Mobil terlihat berhenti, terlihat seorang turun dari mobil. Luna mencoba untuk mempertajam penglihatannya, Luna mencoba memperhatikan siapa yang tengah berjalan ke arahnya.
"Loh, Pak Khafi?" Luna terlihat begitu kegirangan, refleks Ia memeluk Khafi yang kini berdiri di hadapannya.
"Ya Allah alhamdulillah, akhirnya Aku bisa pulang." Luna meracau.
"Ekhem." Khafi mencoba melepas pelukan Luna, sontak hal itu membuat Luna tersadar dan segera melepas pelukannya.
"Emm, maaf, Pak. Saya spontan barusan, abis Saya lega banget bisa ketemu Bapak disini. Kalau nggak, Saya gak tahu gimana pulang ke rumah." Luna menuturkan.
"Kamu jalan?" Tanya Khafi.
"Iya. Aku jalan dari sana tadi, untung ada Bapak..."
Luna mengedarkan pandangannya, Ia terlihat mencari seseorang.
"Cari apa?" tanya Khafi.
"Bapak lihat Pak tua, gak? Bapak-bapak yang jalan sama Aku?" tanya Luna.

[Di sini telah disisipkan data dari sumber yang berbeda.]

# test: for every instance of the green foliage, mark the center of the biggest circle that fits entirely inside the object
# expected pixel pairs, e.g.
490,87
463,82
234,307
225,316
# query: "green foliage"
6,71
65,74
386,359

"Pak. Pak, Bapak dimana?" teriak Luna.
"Bapak tua siapa, sih? Saya lihat Kamu jalan sendirian dari tadi," ujar Khafi.
Luna terdiam, lalu Ia tertawa mendengar perkataan Khafi.
"Sendirian? haha. Jelas-jelas dari tadi Aku jalan di anterin sama Pak tua," papar Luna.
"Mata Saya juga masih normal, jelas-jelas Saya lihat Kamu jalan sendirian!" Seru Khafi.
Luna kembali terdiam, Ia menelan salivanya.
"Terus Bapak tadi siapa?" Luna bertanya-tanya.
Khafi menatap Luna yang terlihat pucat, dan tak lama.
Bruk!
Luna pingsan, Khafi segera memburu Luna dan mencoba untuk membuat Luna tersadar.
"Luna, bangun!" pinta Khafi sembari menepuk pelan pipi Luna.
Khafi mengangkat Luna dan menggendongnya menuju mobil, setelah itu Khafi bermaksud untuk segera membawa Luna pulang.